Member of the Legislative Council of Western Australia
- In office 22 May 1924 – 21 May 1930
- Preceded by: Harry Boan
- Succeeded by: James Macfarlane
- Constituency: Metropolitan-Suburban Province

Personal details
- Born: 24 October 1862 Port Sorell, Tasmania, Australia
- Died: 28 December 1930 (aged 68) Subiaco, Western Australia, Australia
- Party: Nationalist

= Henry Stephenson (Australian politician) =

Australian politician (1862–1930)

Henry Alfred Stephenson (24 October 1862 – 28 December 1930) was an Australian businessman and politician who was a Nationalist member of the Legislative Council of Western Australia from 1924 to 1930.

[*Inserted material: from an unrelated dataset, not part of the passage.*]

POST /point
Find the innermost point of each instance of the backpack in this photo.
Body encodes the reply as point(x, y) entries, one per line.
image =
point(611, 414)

Stephenson was born in Port Sorell, Tasmania, to Margaret (née Develin) and Frederick Wilkinson Stephenson. He spent his early life in Devonport, a larger town nearby, where he worked as a carpenter and later as a produce merchant. Stephenson served on the Devonport Town Council from 1891 to 1897, when he left for Western Australia. Settling in Perth, where he had his own business, he went on to serve two terms as president of the Perth Chamber of Commerce, and was also chairman of an insurance company and a coal prospecting firm. Stephenson was elected to parliament at the 1924 Legislative Council elections, replacing Harry Boan in Metropolitan-Suburban Province. He stood for re-election in 1930, but was defeated by another Nationalist candidate, James Macfarlane. Outside of politics, Stephenson had a keen interest in horse racing, owning several successful racehorses and serving on the committee of the Western Australian Turf Club. He died in Perth in December 1930 (aged 68), after a long illness. He had married Louisa Wood in 1884, with whom he had four children.